Маркиз нетерпеливо расхаживал по комнате; в душе он сердился, горячился и остановил бы Гэмпстеда, если б это было возможно.
— Я совсем не пущу ее в Гендон, — сказал он, когда сын кончил.
— Этим вы докажете, что очень мало понимаете ее и меня. Роден там и не подойдет к ней. Едва ли могу я поручиться, что он этого не сделает здесь. Здесь Фанни будет чувствовать, что в ней относятся как к врагу.

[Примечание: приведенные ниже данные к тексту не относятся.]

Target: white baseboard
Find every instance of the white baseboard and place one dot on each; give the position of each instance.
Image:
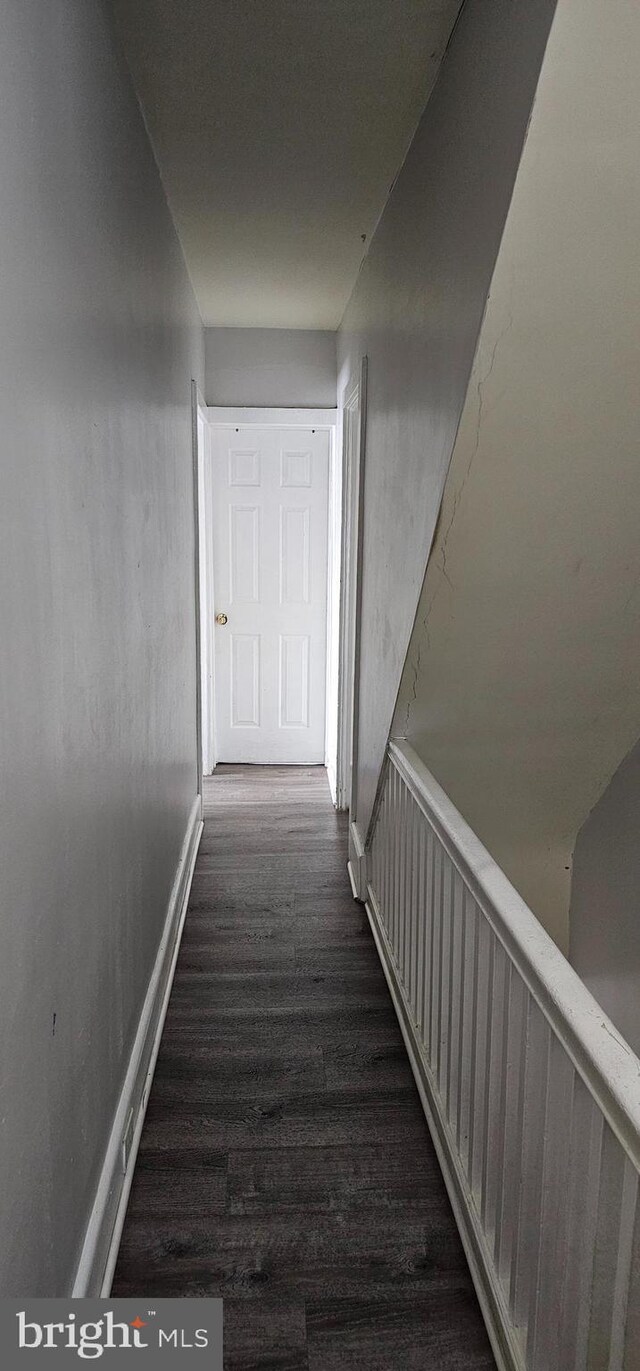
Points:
(357, 864)
(502, 1334)
(103, 1234)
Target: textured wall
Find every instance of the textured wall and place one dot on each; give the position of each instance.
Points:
(99, 340)
(605, 912)
(415, 311)
(522, 683)
(270, 366)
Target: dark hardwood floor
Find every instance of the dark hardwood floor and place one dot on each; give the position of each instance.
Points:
(285, 1163)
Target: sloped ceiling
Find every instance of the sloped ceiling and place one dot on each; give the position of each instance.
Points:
(278, 126)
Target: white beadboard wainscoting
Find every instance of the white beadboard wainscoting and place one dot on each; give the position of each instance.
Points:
(532, 1096)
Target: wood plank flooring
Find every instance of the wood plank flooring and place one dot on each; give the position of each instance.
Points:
(285, 1163)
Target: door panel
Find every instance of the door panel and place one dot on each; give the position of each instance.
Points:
(270, 569)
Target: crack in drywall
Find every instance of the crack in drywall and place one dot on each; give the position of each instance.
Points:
(441, 565)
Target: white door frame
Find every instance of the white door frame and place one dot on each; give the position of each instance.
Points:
(354, 427)
(225, 416)
(204, 590)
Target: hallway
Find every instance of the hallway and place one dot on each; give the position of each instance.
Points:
(285, 1163)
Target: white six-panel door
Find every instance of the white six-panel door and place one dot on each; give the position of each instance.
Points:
(270, 575)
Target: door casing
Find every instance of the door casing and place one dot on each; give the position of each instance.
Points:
(325, 420)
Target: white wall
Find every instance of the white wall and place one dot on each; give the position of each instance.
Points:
(99, 340)
(605, 912)
(522, 684)
(415, 311)
(274, 368)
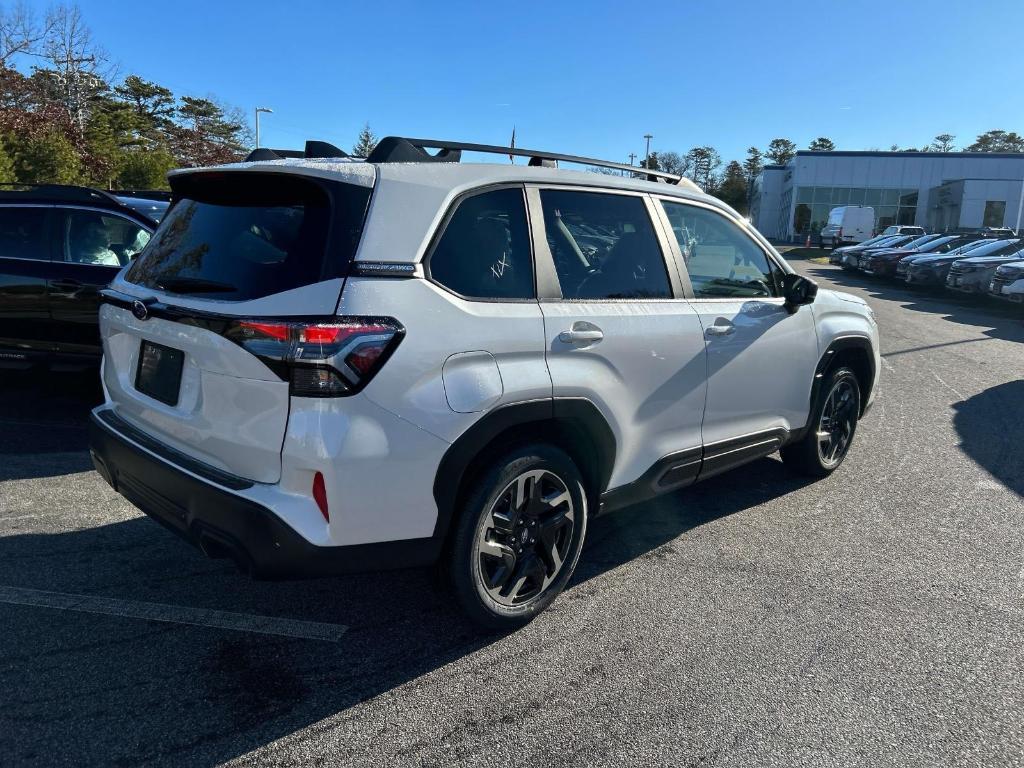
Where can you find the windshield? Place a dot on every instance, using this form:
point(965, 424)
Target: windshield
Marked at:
point(998, 248)
point(155, 209)
point(922, 241)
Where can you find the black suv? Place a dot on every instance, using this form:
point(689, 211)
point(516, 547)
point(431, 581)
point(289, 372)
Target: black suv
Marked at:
point(58, 247)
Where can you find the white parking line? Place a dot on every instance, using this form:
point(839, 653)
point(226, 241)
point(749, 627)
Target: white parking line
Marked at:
point(173, 613)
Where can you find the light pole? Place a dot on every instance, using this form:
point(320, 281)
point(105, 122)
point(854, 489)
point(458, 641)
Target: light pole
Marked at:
point(258, 111)
point(1020, 208)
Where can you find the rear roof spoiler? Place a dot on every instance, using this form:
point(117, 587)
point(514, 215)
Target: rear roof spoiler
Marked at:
point(313, 150)
point(399, 150)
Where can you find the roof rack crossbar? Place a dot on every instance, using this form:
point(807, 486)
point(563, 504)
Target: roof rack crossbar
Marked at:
point(434, 143)
point(313, 151)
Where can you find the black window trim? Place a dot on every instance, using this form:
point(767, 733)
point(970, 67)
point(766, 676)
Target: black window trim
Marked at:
point(552, 292)
point(58, 232)
point(445, 220)
point(739, 224)
point(48, 231)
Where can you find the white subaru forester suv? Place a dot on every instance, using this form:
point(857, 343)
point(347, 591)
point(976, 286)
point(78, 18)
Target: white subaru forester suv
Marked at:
point(323, 364)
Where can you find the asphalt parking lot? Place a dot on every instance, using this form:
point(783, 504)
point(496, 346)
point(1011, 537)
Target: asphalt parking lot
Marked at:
point(872, 619)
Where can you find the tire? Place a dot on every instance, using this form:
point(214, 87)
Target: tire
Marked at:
point(518, 538)
point(835, 414)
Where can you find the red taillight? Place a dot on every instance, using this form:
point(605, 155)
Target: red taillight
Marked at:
point(321, 359)
point(254, 329)
point(320, 496)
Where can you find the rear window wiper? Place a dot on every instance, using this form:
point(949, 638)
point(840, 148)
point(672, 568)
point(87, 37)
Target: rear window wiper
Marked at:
point(195, 285)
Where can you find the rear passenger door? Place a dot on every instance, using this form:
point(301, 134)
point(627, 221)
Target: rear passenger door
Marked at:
point(619, 331)
point(25, 259)
point(761, 358)
point(91, 248)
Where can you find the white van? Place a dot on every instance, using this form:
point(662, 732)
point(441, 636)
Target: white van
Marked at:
point(848, 225)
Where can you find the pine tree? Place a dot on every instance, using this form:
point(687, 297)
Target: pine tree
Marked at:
point(780, 151)
point(732, 189)
point(366, 143)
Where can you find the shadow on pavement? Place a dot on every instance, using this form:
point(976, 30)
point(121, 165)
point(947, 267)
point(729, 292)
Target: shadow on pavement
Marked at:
point(45, 413)
point(990, 426)
point(112, 690)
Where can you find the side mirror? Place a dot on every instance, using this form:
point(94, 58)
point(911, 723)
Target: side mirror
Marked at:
point(798, 290)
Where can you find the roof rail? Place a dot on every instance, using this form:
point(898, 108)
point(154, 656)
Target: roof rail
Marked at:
point(400, 150)
point(59, 193)
point(163, 195)
point(313, 150)
point(13, 192)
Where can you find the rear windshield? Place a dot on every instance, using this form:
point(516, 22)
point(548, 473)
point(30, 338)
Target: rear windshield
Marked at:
point(245, 236)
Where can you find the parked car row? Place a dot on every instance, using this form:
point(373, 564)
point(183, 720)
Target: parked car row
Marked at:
point(978, 263)
point(59, 246)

— Ты не имеешь права это говорить.
— Там она будет знать, что вы многое сделали для ее счастия. Даю вам слово, что она не увидится с ним и писать ему не будет. Она сама мне это обещала, и я ей доверяю.
— Отчего она так жаждет покинуть свой родной дом?
— Оттого, — смело сказал Гэмпстед, — что она лишилась своей родной матери. — При этих словах маркиз страшно нахмурился. — Что касается меня, я ничего не могу сказать против мачехи. Я ни в чем не обвиняю ее и по отношению к Фанни, кроме того, что они совершенно не понимают друг друга. Вы сами должны это видеть, сэр. — Маркиз прекрасно это видел. — И мистер Гринвуд позволил себе говорить с нею, что, по-моему, было очень дерзко.
— Я никогда его не уполномочивал.
— Тем не менее, он говорил. Милэди, вероятно, уполномочила его. Результат всего этого, что за Фанни следят. Конечно, она не намерена выносить продолжения таких мучений. Да и с какой стати? Лучше, чтобы она переехала во мне, чем, чтобы ее вынудили бежать с ее поклонником.